桑乐看着突然出现在眼前的面相温柔高大的男人,有一瞬间的怔愣。
路时安适时的解释说:“我室友司槿年,你好像不认识。”
“我抱吧。”
毕竟男女授受不亲,桑乐不太想司槿年抱她的小月月。
而且,他总觉得司槿年看她的目光有些不善,而且他看向小月月的眼神里面有点儿东西,看不清,但是绝对不清白。
桑乐下意识的扣着陆槿月的手用了力气。
“你抱的动她?”
司槿年语气并不强硬,只是带着疑问。
陆槿月比桑乐可是高了不少。
她这么小巧的人,抱得动?
桑乐以为司槿年在挑衅她,于是她红着脸说:“当然了!”
然后,桑乐还真的女友力爆棚的将陆槿月抱了起来。
窝在她怀里的陆槿月动了动手,下意识的拽住了她的衣服领子。
桑乐颠了一下怀里的人:嗯,她就知道小月月不重。
路时安一时不知道怎么说,挠了挠头:“桑乐,你不想司槿年抱,要不我抱?”
桑乐摇头:“不了,男女授受不亲。”
小主,
她才不想自己女朋友被男生抱。
虽然,她们跟小鹿是好朋友。
可是,小月月是因为她才成这样的。
司槿年看着桑乐跟路时安之间略显“暧昧”的氛围,以为是路时安要抱他妹,桑乐吃醋了,所以才抱着陆槿月不撒手。
于是,他一把从桑乐怀里面把陆槿月给夺了过来。
“还是,我抱吧。
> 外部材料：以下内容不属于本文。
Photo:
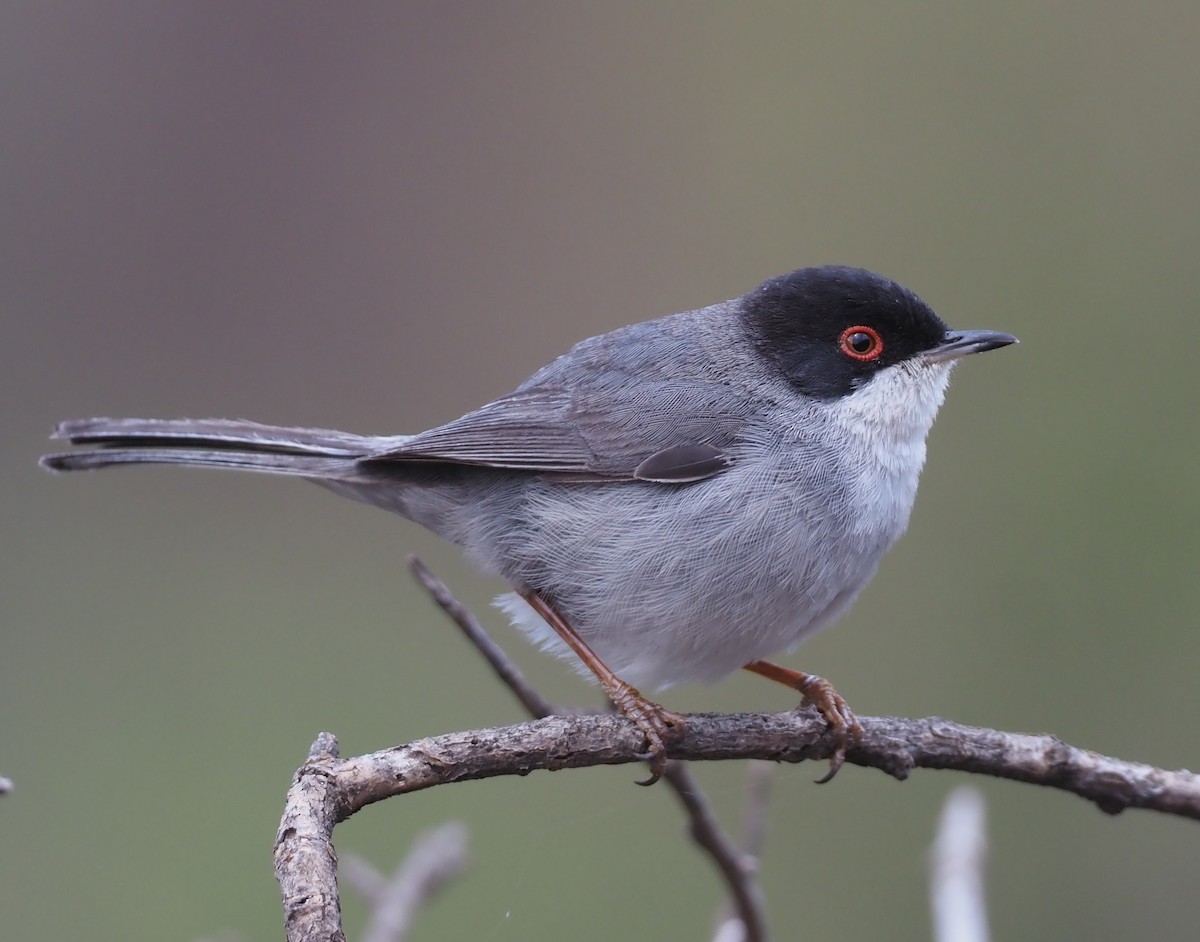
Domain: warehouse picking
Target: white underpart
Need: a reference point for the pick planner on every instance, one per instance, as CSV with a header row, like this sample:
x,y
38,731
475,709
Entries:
x,y
756,555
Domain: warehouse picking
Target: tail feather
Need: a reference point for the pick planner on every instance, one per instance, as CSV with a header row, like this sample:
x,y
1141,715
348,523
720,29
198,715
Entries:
x,y
217,443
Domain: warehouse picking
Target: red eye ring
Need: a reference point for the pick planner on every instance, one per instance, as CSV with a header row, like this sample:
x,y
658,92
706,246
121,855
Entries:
x,y
861,342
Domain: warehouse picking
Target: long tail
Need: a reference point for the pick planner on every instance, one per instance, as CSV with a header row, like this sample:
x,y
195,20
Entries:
x,y
216,443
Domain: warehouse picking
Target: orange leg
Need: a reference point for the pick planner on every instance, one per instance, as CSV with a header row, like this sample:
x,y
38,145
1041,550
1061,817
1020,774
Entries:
x,y
653,721
817,693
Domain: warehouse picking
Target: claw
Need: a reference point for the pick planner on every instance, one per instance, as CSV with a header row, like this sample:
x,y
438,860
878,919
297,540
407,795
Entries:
x,y
843,723
655,723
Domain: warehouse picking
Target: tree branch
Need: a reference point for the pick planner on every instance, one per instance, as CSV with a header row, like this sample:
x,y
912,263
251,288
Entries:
x,y
737,869
891,744
328,790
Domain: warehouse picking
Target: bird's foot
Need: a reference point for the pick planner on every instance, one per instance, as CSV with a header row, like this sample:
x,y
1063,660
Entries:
x,y
843,723
655,723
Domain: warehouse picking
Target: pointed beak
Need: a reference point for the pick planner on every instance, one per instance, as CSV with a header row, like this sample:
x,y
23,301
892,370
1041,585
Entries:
x,y
963,342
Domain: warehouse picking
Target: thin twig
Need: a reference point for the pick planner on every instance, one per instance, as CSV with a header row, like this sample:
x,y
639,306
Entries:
x,y
955,871
730,927
436,857
509,673
737,871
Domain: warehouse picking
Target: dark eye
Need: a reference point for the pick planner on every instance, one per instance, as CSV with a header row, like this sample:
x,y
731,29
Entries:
x,y
861,342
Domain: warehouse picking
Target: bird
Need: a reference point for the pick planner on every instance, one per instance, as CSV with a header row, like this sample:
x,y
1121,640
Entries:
x,y
671,501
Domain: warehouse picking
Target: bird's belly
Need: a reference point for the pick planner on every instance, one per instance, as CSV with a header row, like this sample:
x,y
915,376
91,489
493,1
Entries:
x,y
672,585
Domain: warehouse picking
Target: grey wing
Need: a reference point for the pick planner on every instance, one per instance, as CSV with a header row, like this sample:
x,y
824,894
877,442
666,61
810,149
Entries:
x,y
669,432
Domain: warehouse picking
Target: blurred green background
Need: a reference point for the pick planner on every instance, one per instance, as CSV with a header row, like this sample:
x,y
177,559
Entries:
x,y
377,217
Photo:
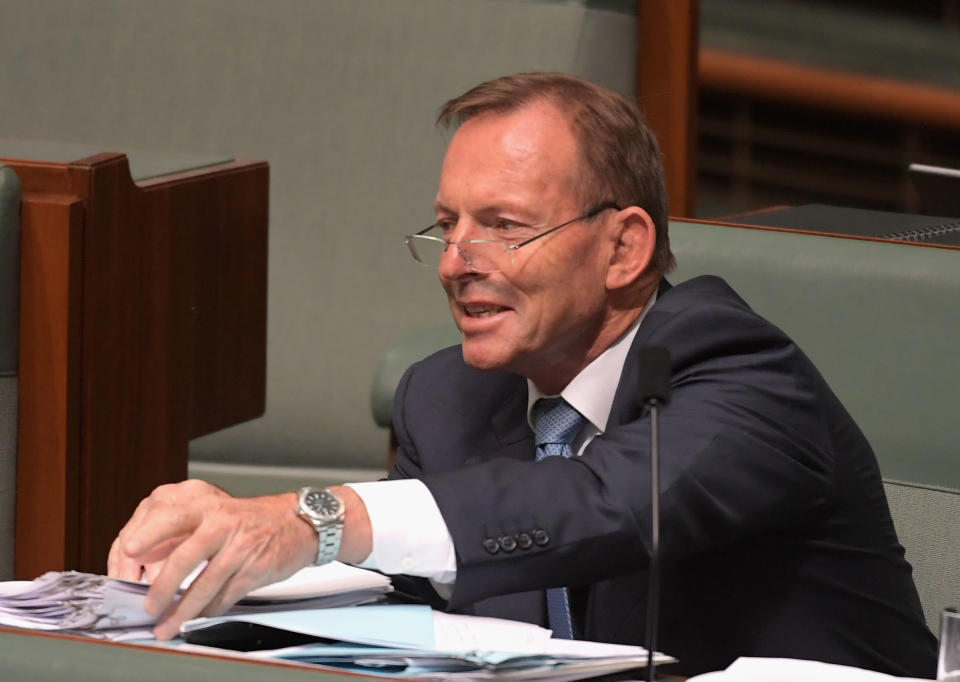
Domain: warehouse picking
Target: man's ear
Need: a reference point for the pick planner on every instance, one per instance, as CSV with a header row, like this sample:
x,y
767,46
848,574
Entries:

”
万一因为这对小情侣,给他妹摔了怎么办?
他可不想小鹿因为他妹跟女朋友吵架。
看,他是一个多么善解人意的小四啊……
司槿年内心酸涩的不行。
乐桑却觉得司槿年莫名其妙:你抢我香香女朋友干嘛?
而,路时安一脸诧异:啊嘞?
被换到自己大哥怀里的陆槿月:干嘛?抱我的不是我香香老婆吗?怎么变成了硬邦邦的大哥?
我不要啊……
然后,接下来的画面就变成了,司槿年阴沉着脸抱着陆槿月往前走,陆槿月推搡着她大哥让他放自己下来。
桑乐追在后面想要回自己的香香女朋友,
路时安有那么一瞬间以为司槿年对陆槿月一见钟情了,转而又想到了司槿年是个gay。
三个人前面先走了。
路时安站在房间门口,脚刚抬出去,就迟疑了一下。
他看着躺在地上宛若蛆虫一样挣扎的几个人。
心底产生了特别坏的心思。
给陆槿月下药?
想欺负陆槿月和桑乐?
还想偷袭司槿年?
路时安是个睚眦必报的。
他看了一眼会所房间里面,确认了没有特别明显的摄像头。
就打开了自己的手机,将几个人的样子录了进去。
他从桌子上拿了一个高脚杯。
然后,去了不远处的厕所。
恰巧,有几个醉醺醺的人要进去。
路时安跟他们说了几句话。
那些人接过路时安的高脚杯就走了进去。
出来的时候,路时安将手上的一沓钱递了过去,带着跟保洁要的一次性手套,拿着橙黄色的液体。
走到了刚才的包厢里。
然后,他蹲在那几个讨厌鬼的面前,捏住他们的下巴,将“厕所牌香槟”倒进了他们的嘴里。
“嘴巴那么臭,洗洗嘴巴吧。”
“好喝吗?”
“还喝吗?”
“都给你……”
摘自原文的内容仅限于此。